If You Must Hide Yourself From Love

If You Must Hide Yourself From Love
By Christopher Salerno

It is important to face the rear of the train
as it leaves the republic. Not that all

departing is yearning. First love is
a factory. We sleep in a bed that had once

been a tree. Nothing is forgot.
Yet facts, over time, lose their charm,

warned a dying Plato. You have to isolate
the lies you love. Are we any less

photorealistic? I spot in someone’s Face-
book sonogram a tiny dictum

full of syllogisms. One says: all kisses come
down to a hole in the skull,

toothpaste and gin; therefore your eyes
are bull, your mouth is a goal.

About the Poem

Love hurts, warned The Everly Brothers.

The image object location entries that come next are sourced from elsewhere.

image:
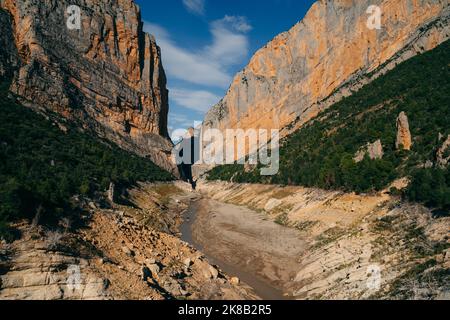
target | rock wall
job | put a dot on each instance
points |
(106, 76)
(349, 237)
(404, 139)
(325, 57)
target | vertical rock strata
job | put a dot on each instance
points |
(107, 76)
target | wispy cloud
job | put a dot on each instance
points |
(200, 72)
(195, 6)
(207, 66)
(198, 100)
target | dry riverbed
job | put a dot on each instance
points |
(246, 244)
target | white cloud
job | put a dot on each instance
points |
(209, 66)
(195, 6)
(198, 100)
(230, 44)
(187, 65)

Especially when we let passion trump reason. After all, as Plato suggests, there are any number of available ‘beds in nature’ to make one’s lovelife more complicated. As humans we struggle with the difference between physical, emotional, and intellectual love. Sometimes we simply need to bail out of the whole enterprise, and sometimes, after a great pain, we may need to censor it from our lives. To see sentimentality for what it is. Only then do we come back (to love) even stronger.”—Christopher Salerno

About the Poet

Christopher Salerno was born on June 13, 1975, in Somerville, New Jersey. He received an MA from East Carolina University and an MFA from Bennington College.

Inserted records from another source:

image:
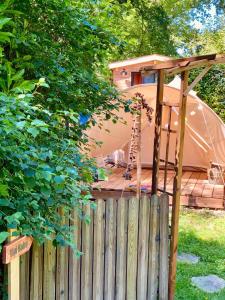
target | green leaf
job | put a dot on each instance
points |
(18, 75)
(4, 190)
(14, 219)
(5, 37)
(38, 122)
(3, 236)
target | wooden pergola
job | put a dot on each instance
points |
(177, 66)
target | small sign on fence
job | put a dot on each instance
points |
(16, 248)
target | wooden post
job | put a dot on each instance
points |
(13, 273)
(139, 151)
(158, 119)
(177, 185)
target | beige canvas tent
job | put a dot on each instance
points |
(204, 136)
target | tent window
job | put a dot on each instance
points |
(138, 78)
(149, 78)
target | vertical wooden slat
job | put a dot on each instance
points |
(177, 185)
(158, 120)
(13, 273)
(143, 248)
(86, 261)
(138, 119)
(110, 249)
(49, 278)
(25, 276)
(62, 268)
(153, 248)
(132, 248)
(98, 259)
(164, 245)
(62, 273)
(36, 280)
(121, 250)
(75, 262)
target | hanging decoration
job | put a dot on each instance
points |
(140, 104)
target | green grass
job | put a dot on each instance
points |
(202, 232)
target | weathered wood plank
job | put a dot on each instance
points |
(98, 259)
(121, 249)
(36, 281)
(13, 273)
(25, 276)
(49, 279)
(157, 137)
(110, 249)
(153, 248)
(132, 248)
(86, 261)
(75, 262)
(143, 244)
(164, 245)
(177, 184)
(62, 268)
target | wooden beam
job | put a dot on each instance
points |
(158, 121)
(180, 62)
(13, 273)
(197, 64)
(197, 79)
(177, 185)
(139, 151)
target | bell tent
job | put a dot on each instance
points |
(204, 142)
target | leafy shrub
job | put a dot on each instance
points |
(48, 81)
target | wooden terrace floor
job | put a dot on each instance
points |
(196, 190)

Salerno is the author of Sun & Urn (University of Georgia Press, 2017), winner of the Georgia Poetry Prize; ATM (Georgetown Review Press, 2014), winner of the Georgetown Review Poetry Prize; Minimum Heroic (Mississippi Review Press, 2010), winner of the Mississippi Review Poetry Prize; and Whirligig (Spuyten Duyvil, 2006).

In the judge’s citation for the Georgetown Review Poetry Prize, D. A. Powell writes, “Salerno rifles through our empty wallets to show how much we’re missing. These poems are mystical transactions of body and soul, as dark as Faust and as illuminating.”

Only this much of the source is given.